Sakura in Canton is a Japanese and Thai hybrid that competes on price but not on curry complexity. Ruby Thai's housemade pastes cannot be replicated at that price point or volume.
Who Ruby Thai Kitchen suits and who it does not
This restaurant works well for diners seeking authentic northern Thai cooking without the search for an unfamiliar neighborhood. It also fits dates and small groups willing to wait 15 to 20 minutes during peak hours. The noise level in the compact room is moderate; conversation is possible.
It is not ideal for large parties (the space accommodates them poorly) or anyone expecting rapid service. Curry preparation takes 12 to 18 minutes. It is also not a delivery-friendly operation; the dishes do not travel well, and the restaurant's focus on fresh preparation assumes you will eat on-site.
What the first visit involves
Arrive before 5:45 p.m. to avoid a wait, or call ahead. A server seats you at close quarters and brings water and a short menu printed on one or two pages. Curries are the draw; begin there. If you are unfamiliar with northern Thai flavor profiles, the panang and yellow curry represent good entry points. The larb offers a different texture and lets you taste how the kitchen builds balance without sweetness.
Expect a 25- to 35-minute turn from order to plate. This is normal and reflects the work happening in the kitchen.
Hours, parking, and logistics
Ruby Thai Kitchen operates Tuesday through Thursday, 5 p.m. to 10 p.m., and Friday through Sunday, 5 p.m. to 11 p.m. (hours should be confirmed by calling ahead, as restaurant hours shift seasonally). Closed Mondays.
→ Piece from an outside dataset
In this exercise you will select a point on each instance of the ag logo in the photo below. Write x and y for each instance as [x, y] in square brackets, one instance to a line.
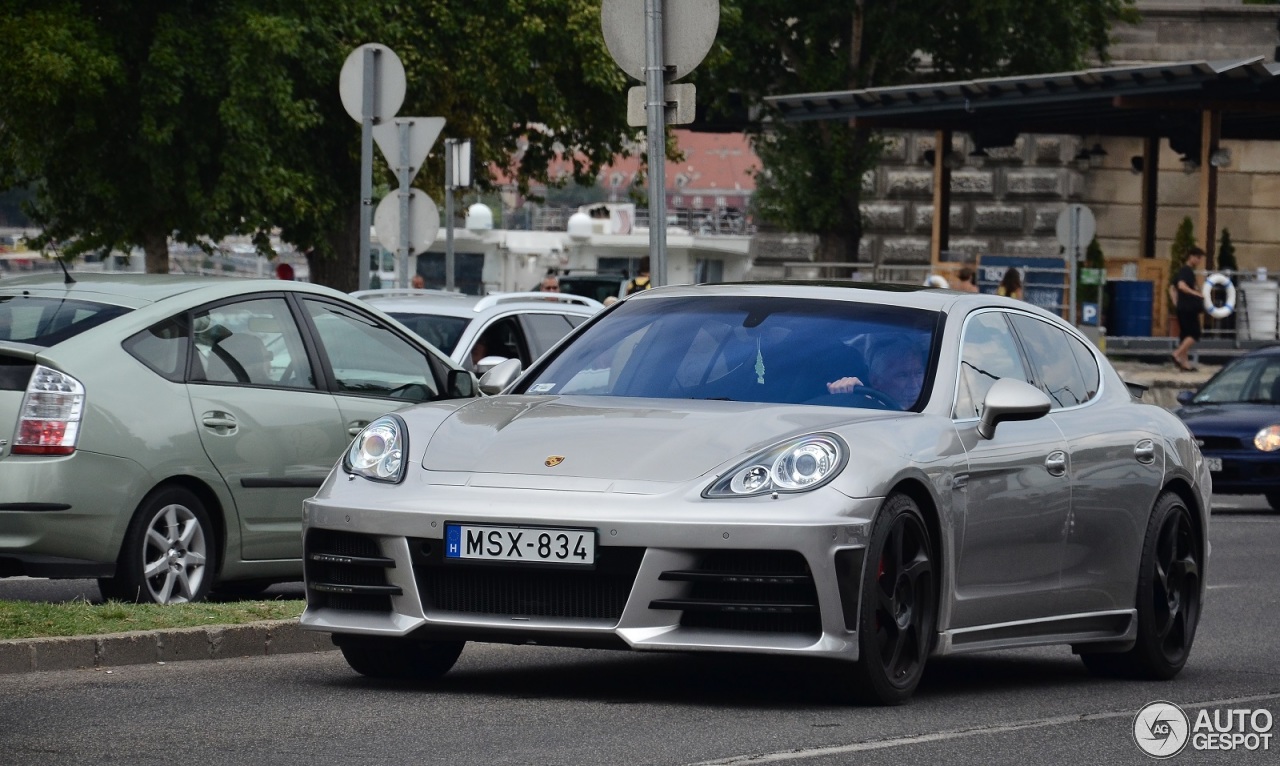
[1161, 729]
Street parking in Fells Point is available but competitive during dinner service; the Fells Point parking garage on Broadway is a reliable backup at $2 per hour.
The restaurant does not take reservations, so walk-ins are accepted on a first-come basis. Takeout is available but discouraged by the kitchen's design philosophy.
Ruby Thai Kitchen earns its place in Baltimore by refusing to compromise on technique or ingredients for the sake of speed or broad appeal. The curries, the housemade pastes, and the careful spice balance reflect a chef who respects the cuisine rather than simply executing a template.